A decade on, and the National Theatre of Scotland’s new production of Midsummer that opens at Edinburgh International Festival may still be retaining its small-is-beautiful approach, but director Kate Hewitt’s reimagining of the play has expanded its horizons even more. Rather than having just two actors narrating Bob and Helena’s wild romance, here there will be four, with Eileen Nicholas and Benny Young playing sixty-something versions of the couple, whose younger selves will be embodied by Sarah Higgins and Henty Pettigrew.

 As well as this, with McIntyre as musical director, a three-piece onstage band will feature doyens of Edinburgh’s fertile music scene, double bassist Clarissa Cheong of the band Eagleowl, Pete Harvey, who plays cello and piano with the likes of The Leg and Modern Studies, and actor / musician Reuben Joseph.

“I think we were all clear that we didn’t just want the show to be the same but with new people,” says McIntyre. “This time out it is going to be significantly different.
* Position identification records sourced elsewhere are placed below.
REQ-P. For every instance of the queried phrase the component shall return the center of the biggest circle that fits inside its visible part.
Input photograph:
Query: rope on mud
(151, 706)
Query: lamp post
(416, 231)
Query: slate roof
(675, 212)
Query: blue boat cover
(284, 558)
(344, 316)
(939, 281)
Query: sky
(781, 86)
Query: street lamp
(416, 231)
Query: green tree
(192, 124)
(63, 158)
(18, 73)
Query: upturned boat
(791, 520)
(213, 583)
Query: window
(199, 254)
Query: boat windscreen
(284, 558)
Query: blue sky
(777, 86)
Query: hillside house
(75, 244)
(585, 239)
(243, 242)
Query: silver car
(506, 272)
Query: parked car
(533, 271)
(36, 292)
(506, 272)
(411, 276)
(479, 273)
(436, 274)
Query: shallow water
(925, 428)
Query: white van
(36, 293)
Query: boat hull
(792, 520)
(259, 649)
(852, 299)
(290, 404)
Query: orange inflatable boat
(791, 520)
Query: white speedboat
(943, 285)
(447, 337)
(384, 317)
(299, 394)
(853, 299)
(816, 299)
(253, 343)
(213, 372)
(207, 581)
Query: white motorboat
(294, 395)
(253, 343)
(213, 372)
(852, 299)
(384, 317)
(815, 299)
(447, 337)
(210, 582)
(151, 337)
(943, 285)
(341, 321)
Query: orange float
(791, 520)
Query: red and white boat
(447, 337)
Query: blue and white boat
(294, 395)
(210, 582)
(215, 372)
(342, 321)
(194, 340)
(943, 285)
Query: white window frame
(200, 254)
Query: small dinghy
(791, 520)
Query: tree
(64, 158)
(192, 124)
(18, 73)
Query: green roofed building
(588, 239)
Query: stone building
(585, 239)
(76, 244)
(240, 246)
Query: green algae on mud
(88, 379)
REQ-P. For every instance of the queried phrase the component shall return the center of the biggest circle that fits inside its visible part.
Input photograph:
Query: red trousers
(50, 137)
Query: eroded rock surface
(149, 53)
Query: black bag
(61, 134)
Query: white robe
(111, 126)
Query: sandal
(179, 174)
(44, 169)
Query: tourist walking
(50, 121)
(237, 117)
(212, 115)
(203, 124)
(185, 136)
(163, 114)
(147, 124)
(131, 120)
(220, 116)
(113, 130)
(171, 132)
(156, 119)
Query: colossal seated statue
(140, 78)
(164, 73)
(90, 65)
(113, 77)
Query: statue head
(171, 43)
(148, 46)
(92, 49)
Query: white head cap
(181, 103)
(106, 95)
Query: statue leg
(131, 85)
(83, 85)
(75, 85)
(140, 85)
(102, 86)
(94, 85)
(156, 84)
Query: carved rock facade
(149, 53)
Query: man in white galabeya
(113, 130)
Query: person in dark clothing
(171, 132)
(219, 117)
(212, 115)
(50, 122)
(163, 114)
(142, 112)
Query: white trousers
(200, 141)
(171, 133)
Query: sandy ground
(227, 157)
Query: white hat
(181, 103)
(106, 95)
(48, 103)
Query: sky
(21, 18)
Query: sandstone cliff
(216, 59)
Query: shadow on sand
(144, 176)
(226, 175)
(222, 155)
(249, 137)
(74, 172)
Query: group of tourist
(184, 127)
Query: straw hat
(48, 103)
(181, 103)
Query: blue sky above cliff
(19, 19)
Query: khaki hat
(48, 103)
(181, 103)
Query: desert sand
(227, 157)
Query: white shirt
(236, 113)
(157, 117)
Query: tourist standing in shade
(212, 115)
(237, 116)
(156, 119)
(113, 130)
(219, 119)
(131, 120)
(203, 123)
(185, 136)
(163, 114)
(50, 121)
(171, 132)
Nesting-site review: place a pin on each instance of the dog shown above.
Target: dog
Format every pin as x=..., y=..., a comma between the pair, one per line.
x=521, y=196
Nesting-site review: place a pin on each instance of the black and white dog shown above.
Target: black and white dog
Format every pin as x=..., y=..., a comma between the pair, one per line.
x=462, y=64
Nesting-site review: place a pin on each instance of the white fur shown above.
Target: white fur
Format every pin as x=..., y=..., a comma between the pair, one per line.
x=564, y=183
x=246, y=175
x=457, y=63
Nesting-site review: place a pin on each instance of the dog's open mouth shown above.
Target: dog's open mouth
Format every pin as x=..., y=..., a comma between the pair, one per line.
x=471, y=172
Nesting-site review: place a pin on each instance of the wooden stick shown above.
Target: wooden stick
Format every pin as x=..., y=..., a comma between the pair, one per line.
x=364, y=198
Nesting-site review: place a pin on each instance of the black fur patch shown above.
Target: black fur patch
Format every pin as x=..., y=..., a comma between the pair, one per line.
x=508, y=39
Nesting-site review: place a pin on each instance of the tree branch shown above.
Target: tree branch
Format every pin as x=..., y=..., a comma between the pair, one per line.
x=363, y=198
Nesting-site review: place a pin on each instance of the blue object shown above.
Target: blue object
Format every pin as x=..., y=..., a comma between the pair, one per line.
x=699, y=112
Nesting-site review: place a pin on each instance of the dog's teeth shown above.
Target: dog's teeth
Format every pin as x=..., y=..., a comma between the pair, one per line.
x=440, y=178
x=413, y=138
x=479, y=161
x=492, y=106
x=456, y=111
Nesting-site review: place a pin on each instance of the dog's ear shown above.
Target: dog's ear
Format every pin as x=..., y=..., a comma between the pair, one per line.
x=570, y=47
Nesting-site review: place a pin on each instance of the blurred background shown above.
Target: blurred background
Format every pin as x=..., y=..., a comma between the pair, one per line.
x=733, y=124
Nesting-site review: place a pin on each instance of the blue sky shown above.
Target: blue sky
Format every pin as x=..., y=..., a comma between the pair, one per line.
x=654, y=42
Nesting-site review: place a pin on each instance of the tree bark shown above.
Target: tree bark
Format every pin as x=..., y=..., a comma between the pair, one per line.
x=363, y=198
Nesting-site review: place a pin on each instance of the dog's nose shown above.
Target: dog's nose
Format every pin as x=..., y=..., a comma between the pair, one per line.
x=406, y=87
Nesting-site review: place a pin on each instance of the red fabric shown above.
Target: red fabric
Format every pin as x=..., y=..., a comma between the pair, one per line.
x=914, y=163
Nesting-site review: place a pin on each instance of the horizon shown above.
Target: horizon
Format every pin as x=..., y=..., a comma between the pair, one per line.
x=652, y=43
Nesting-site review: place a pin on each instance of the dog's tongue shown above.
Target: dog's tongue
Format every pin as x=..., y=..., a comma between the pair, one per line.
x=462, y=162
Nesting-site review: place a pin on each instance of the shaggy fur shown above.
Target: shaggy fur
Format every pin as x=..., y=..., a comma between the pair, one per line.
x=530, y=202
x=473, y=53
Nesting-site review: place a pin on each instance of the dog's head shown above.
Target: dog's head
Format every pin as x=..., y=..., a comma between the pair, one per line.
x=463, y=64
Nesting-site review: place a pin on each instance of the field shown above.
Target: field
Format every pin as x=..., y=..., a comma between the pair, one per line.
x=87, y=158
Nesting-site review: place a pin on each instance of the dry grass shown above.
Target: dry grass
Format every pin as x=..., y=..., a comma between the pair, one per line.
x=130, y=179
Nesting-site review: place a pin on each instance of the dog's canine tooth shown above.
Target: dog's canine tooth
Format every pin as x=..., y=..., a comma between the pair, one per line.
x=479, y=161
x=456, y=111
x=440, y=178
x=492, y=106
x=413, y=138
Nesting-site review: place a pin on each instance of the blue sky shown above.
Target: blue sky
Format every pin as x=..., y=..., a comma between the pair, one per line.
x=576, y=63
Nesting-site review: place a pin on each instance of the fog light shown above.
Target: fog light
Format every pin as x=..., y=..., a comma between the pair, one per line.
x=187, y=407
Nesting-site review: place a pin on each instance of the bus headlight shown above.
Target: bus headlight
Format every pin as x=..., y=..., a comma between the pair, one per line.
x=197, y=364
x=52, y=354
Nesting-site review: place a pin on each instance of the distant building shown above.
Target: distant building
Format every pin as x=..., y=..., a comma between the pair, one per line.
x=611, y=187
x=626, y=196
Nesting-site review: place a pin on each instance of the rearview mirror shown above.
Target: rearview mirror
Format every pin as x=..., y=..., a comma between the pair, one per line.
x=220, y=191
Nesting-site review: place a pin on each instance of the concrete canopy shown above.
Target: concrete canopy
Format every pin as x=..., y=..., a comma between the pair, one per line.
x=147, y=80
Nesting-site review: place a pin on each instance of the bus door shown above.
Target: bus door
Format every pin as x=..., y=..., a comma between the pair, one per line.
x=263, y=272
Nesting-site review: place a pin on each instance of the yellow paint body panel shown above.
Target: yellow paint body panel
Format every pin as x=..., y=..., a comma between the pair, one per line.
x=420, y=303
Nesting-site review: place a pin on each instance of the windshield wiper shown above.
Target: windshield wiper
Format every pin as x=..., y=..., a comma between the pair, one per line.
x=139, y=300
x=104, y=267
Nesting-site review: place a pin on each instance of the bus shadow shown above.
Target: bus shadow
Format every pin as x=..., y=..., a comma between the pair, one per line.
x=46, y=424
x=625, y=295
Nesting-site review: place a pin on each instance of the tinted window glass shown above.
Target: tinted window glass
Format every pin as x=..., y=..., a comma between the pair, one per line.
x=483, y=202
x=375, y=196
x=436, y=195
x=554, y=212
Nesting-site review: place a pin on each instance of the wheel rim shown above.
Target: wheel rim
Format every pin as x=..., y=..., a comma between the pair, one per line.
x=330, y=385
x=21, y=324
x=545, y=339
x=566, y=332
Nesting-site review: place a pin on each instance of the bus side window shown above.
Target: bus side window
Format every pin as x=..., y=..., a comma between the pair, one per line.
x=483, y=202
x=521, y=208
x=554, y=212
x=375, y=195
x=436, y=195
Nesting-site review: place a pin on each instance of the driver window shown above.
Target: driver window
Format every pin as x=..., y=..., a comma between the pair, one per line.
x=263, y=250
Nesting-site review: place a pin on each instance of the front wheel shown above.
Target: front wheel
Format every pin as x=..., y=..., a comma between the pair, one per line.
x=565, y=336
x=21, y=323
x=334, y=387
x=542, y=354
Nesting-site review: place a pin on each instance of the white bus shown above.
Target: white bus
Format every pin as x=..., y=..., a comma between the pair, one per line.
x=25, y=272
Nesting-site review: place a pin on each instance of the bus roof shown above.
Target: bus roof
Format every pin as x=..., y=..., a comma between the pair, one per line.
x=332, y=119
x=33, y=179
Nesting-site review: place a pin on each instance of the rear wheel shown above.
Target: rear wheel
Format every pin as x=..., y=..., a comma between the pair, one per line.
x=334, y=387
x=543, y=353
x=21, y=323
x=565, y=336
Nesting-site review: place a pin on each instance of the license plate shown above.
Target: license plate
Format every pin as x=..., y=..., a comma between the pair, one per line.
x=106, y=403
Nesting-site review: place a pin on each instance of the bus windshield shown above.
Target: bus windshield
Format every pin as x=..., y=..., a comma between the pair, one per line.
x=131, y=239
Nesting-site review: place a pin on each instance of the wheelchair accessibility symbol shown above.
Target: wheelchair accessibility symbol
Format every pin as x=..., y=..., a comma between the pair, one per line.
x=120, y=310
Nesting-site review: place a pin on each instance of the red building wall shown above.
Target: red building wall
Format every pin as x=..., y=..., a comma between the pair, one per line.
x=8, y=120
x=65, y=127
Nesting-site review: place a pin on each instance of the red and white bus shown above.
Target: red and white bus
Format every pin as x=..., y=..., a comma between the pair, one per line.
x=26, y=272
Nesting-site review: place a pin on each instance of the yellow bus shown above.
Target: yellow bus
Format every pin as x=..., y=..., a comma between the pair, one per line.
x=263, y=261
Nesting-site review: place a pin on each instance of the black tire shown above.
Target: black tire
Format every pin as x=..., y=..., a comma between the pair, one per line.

Kate’s brought a lot of her ideas in, and we’ve spent a lot of time looking at how we can expand things without losing the tone of it. We’re all clear to it’s not a west end type musical.”

This has been the case from the day the first seed of Midsummer was planted when Greig was sent a mixtape by his friend, writer and academic Dan Rebellato. The collection included a track by Ballboy called Let’s Fall in Love and Run Away From Here. In an accompanying note, Rebellato described McIntyre’s melancholy lyric about a Russian lap-dancer and a fantasist customer as being akin to one of Greig’s plays.

“I listened to it,” says Greig, “and I thought, yeah. Then I bought everything I could by Ballboy, and became besotted with Gordon’s lyrics. When I realised he lived in Edinburgh, I thought, how can I engineer it that I meet this guy so I could talk to him about doing a show.”

When the pair met, the plan was simple.

“Two people, two guitars,” says Greig. “We decided we’d do everything you’d do in a big musical, but do it indie. We had this gang of people, and we had this one rule that if it isn’t fun and we don’t like it, then it goes. There was no financial risk, because we had no budget, and we both had plenty of other things going on, so we didn’t have to do it for anything other than our own pleasure. We weren’t trying to be successful, and it began with joy.”

Midsummer initially opened in the Traverse Theatre’s smaller space for ten nights as part of the short-loved budget-friendly Traverse Too strand. What was in part a love letter to Edinburgh was an instant hit, and crossed over to the theatre’s main space for an Edinburgh Festival Fringe run before touring the world in a way that led to Sydney Opera House.

“It’s ironic, isn’t it?” says Greig. “Your most successful shows always come from the idea that you’re not trying to be successful, but Midsummer was one of those rare and special things.”

When Midsummer first appeared, the idea of doing a lo-fi musical was unheard of. In the decade since, an entire generation of DIY auteurs weaned on spoken-word and music scenes as much as theatre has given rise to a mini genre of what is now known as gig theatre.

“Lo-fi was barely a thing then,” says Greig, “but these days you can barely move in a theatre without someone pulling out a ukulele.

As Midsummer comes home to roost in Hewitt’s reimagining of the show, it’s clear there have been changes in both Greig and McIntyre’s creative lives over the last decade. Greig is now going into his third season as artistic director of the Royal Lyceum Theatre in Edinburgh. His stagings of Touching the Void and Local Hero look set to be centre-pieces of the season. While McIntyre has continued making music as Ballboy, for the last five years he has also been head teacher of an Edinburgh primary school.

Theatrically speaking, the punky ethos behind the creation of Midsummer is a lesson that a new generation of theatre-makers are currently relishing.

“I think we hit it, not because it was calculated,” says Greig, “but because we decided to do something that we’d like to see, so it was a very happy accident. They don’t come along too often, and you’re never sure they’ll happen again, so when they do, you’ve got to look after them.”

Midsummer, The Hub, August 2-26, 8pm, except August 7, 14, 16, 21 and 23. August 16 and 23, 6.30pm and 10pm. August 11,18 and 25, 3pm.